Foto: Holger Hollemann/dpa

Hannover. Die Aktion "Kleine Füße – sicherer Schulweg" soll auf die Gefahren des Straßenverkehrs aufmerksam machen, vor allem wenn wie jetzt zu Schulbeginn viele Kinder das erste Mal unterwegs sind. Verkehrsminister Bernd Althusmann (CDU) stellte die bereits zum 20. Mal durchgeführte Kampagne unter dem Motto "Zur Schule möglichst zu Fuß" am Montag in einer Schule in Hannover vor.

Verkehr richtig einschätzen

Grundschüler sollten auf diese Weise so früh wie möglich lernen, die Gefahren des Straßenverkehrs einzuschätzen und damit umzugehen, teilte ein Ministeriumssprecher mit.
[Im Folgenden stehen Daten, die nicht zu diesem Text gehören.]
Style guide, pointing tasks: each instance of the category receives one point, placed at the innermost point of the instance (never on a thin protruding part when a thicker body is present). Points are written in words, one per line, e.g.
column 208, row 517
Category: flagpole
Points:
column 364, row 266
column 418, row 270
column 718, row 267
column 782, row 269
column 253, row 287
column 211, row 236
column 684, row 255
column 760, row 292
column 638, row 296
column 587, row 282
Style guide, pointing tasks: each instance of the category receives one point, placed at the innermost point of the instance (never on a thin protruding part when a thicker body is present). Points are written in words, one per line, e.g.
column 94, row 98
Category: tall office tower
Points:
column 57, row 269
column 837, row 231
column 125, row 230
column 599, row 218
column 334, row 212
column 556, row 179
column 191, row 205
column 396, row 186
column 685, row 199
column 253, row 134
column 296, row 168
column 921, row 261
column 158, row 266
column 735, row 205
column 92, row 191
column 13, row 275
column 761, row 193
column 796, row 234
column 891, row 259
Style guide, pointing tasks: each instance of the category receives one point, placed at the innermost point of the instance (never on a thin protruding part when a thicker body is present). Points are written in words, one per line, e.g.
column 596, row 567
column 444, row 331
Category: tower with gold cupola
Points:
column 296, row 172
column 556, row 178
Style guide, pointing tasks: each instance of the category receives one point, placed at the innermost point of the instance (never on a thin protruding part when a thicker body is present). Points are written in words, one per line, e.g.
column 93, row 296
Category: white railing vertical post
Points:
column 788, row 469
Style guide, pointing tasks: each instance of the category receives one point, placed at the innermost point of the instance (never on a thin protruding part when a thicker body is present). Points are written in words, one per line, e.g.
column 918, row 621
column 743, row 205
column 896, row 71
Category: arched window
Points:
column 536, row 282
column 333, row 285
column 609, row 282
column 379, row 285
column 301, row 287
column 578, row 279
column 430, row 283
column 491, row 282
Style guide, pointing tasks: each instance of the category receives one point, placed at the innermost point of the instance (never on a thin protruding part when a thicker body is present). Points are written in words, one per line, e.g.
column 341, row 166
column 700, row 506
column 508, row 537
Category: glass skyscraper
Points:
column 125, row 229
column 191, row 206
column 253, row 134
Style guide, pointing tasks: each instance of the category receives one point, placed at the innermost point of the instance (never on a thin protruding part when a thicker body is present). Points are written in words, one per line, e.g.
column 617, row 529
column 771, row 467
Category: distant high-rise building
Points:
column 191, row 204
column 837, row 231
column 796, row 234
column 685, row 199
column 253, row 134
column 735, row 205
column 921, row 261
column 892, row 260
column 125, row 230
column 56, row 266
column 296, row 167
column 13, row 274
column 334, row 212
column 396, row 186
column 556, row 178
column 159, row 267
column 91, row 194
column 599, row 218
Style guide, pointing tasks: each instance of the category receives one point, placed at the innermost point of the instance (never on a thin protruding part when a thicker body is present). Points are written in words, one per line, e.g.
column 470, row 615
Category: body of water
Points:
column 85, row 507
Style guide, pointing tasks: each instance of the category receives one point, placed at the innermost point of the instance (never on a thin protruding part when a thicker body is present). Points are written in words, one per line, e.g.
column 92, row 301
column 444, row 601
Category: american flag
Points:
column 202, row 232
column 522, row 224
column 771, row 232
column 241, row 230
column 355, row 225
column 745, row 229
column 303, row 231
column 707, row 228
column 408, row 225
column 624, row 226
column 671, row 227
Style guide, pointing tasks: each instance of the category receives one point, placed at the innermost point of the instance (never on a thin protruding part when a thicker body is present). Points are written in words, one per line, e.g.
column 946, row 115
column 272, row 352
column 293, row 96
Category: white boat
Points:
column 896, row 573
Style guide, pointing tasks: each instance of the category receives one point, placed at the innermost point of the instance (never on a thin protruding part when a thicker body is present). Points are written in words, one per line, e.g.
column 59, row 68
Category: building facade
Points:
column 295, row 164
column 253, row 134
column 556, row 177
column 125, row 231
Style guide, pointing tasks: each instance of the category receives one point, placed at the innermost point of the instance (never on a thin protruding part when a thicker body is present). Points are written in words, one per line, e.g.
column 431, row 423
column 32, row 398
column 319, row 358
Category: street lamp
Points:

Die Schulen könnten das unterstützen, indem sie Schulwegpläne erstellen und auf die Fußwege die bekannten gelben Füße sprühen. Sie sollen den Kindern den sichersten Weg zur Schule zeigen, hieß es.

Das diesjährige Schwerpunktthema sind sogenannte Elternhaltestellen, also Zonen für Eltern, die ihre Kinder mit dem Auto zur Schule bringen. Die Zonen sollten in einiger Entfernung von der Schule eingerichtet werden. Von dort könnten die Schüler dann auf einem sicheren Weg selbstständig zur Schule gehen.